SpeakerRPL v2: Robust Open-set Speaker Identification through Enhanced Few-shot Foundation Tuning and Model Fusion
New model reduces error rate from 1.28% to 0.09% on a key benchmark, achieving near-perfect accuracy.
A research team led by Zhiyong Chen has unveiled SpeakerRPL v2, a significant upgrade to their open-set speaker identification framework. The core innovation lies in an enhanced learning objective that combines reciprocal points learning—a technique for better separating known from unknown speakers—with logit normalization (LogitNorm) and adaptive anchor learning. This trio of techniques works to more tightly constrain the model's internal representations of target speakers, dramatically improving its robustness and accuracy when faced with voices it wasn't explicitly trained on.
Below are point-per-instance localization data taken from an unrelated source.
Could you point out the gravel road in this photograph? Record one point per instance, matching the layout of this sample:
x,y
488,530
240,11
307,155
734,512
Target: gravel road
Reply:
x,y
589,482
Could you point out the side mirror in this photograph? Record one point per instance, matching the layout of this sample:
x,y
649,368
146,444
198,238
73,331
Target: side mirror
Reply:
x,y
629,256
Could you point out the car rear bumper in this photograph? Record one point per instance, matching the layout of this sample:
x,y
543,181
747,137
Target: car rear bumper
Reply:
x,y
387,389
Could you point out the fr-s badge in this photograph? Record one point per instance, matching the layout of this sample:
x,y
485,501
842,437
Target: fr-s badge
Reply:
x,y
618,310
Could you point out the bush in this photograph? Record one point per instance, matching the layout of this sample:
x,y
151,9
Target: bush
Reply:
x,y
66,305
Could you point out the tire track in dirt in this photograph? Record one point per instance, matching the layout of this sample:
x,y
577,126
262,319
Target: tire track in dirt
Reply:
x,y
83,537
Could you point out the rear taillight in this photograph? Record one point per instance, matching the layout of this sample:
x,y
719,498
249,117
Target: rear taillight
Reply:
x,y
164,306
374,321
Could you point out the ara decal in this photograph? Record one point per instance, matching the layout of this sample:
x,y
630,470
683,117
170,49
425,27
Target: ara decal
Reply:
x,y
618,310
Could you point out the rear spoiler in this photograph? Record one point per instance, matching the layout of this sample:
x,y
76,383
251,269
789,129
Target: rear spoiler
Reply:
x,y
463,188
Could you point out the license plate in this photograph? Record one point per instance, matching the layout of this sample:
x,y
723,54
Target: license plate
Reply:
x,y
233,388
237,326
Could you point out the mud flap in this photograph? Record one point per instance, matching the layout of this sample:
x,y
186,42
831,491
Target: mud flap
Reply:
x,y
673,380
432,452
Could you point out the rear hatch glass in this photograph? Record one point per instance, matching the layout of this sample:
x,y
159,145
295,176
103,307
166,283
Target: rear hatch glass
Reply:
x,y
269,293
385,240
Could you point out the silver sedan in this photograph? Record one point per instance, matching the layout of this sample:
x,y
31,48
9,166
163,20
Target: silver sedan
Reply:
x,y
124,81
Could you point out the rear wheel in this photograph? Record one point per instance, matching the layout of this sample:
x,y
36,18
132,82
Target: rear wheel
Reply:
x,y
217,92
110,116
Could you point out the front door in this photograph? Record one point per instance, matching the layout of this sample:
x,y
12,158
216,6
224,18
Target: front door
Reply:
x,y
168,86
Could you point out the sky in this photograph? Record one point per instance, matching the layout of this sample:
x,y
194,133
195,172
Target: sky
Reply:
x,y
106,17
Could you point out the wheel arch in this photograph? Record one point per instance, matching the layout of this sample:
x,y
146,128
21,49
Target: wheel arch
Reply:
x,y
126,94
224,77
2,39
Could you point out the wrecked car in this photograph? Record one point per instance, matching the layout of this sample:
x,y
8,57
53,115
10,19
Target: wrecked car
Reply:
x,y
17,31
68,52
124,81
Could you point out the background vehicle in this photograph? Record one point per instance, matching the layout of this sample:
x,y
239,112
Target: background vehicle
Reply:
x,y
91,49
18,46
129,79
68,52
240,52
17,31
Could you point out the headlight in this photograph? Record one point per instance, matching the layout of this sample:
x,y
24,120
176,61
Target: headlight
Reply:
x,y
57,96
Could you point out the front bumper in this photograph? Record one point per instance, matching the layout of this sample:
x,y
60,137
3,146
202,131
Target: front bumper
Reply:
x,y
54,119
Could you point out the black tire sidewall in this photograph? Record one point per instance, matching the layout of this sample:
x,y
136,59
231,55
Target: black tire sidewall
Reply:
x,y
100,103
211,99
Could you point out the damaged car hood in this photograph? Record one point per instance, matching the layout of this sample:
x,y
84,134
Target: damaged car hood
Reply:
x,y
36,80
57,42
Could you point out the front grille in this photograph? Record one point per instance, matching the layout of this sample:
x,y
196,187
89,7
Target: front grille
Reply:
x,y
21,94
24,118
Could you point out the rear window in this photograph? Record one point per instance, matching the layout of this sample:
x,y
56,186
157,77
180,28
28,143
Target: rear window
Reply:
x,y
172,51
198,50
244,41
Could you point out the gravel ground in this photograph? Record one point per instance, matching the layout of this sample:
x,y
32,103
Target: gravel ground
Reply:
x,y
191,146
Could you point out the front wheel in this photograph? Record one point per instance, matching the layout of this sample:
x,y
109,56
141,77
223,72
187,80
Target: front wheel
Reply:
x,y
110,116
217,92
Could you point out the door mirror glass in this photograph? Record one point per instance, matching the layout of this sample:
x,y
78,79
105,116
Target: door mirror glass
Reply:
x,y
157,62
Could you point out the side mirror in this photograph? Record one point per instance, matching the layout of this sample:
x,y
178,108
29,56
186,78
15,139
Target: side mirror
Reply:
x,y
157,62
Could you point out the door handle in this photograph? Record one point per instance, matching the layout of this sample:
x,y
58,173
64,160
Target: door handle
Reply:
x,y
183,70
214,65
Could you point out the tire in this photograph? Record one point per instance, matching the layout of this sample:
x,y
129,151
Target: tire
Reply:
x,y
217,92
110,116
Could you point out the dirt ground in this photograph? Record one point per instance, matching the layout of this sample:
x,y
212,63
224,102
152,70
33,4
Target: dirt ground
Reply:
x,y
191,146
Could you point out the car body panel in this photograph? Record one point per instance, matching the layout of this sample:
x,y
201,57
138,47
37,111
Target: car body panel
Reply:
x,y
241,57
To address the instability often seen in few-shot learning scenarios, the team introduced a novel model fusion strategy. This approach aggregates multiple tuned models to reduce result randomness and improve generalization across diverse conditions. A complementary model selection method ensures only the best-performing variants are combined. Validated on major datasets like VoxCeleb, ESD, and 3D-Speaker, the system achieved a breakthrough result: on a challenging Vox1-O-like test set, it slashed the Equal Error Rate (EER) from 1.28% to just 0.09%, representing a 93% relative reduction in error.
The paper, accepted for ICASSP 2026, positions SpeakerRPL v2 as a state-of-the-art solution for practical speaker verification. Its ability to learn accurately from just a few examples (few-shot learning) and reliably reject imposters (open-set capability) makes it directly applicable to security-sensitive domains. The accompanying release of code allows developers and researchers to immediately test and integrate these advancements into voice biometrics and authentication pipelines.
- Achieves a 93% relative reduction in error, lowering EER from 1.28% to 0.09% on a VoxCeleb-based benchmark.
- Introduces a model fusion strategy to stabilize few-shot tuning, reducing randomness and improving generalization.
- Designed for open-set identification, meaning it can accurately reject unknown speakers not seen in training.
Why It Matters
Enables highly secure, low-error voice authentication systems that can be trained quickly with minimal user data.